A poll published on Sunday showed him dropping four points in two weeks, falling back into joint fourth with Communist-backed radical Jean-Luc Melenchon in the first round of the election on April 23.
The poll of 1,508 voters by Kantar Sofres credited both men with 12 per cent.
It showed Euroskeptic Marine Le Pen and Emmanuel Macron neck-and-neck with 26 per cent each, ahead of scandal-hit Republicans nominee Francois Fillon with 17 per cent. All polls show Ms Le Pen being beaten by Mr Macron in the May 7 second round runoff.
Mr Hamon, who made waves during the Socialist primary with his pledge to introduce a universal basic income and tax robots that take workers' jobs, took aim on Sunday at the role of money in the race.
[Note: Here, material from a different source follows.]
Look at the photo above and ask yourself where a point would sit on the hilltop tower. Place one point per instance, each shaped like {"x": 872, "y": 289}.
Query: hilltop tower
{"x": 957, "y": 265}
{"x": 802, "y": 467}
"The money party has too many candidates in this election," the 49-year-old former education minister declared.
"One says 'Get rich!' and the other two say 'Make us rich!'", he said, referring in the first instance to liberal ex-banker Macron and in the second to Mr Fillon and Ms Le Pen.
Mr Fillon was last week charged with misuse of public funds over payments totalling nearly one million euros to his wife and children, whom he employed as parliamentary assistants.
Ms Le Pen, for her part, has faced allegations of illegal campaign financing and misusing European Parliament funds as well as claims that she and her father Jean-Marie Le Pen failed to declare the full value of family properties.
Mr Macron responded on Sunday by noting Mr Hamon should spend less time attacking the competition.
"I don't waste... my time at my rallies railing against the other candidates," he said on France Television, adding money is neither something to "cherish" nor to "detest".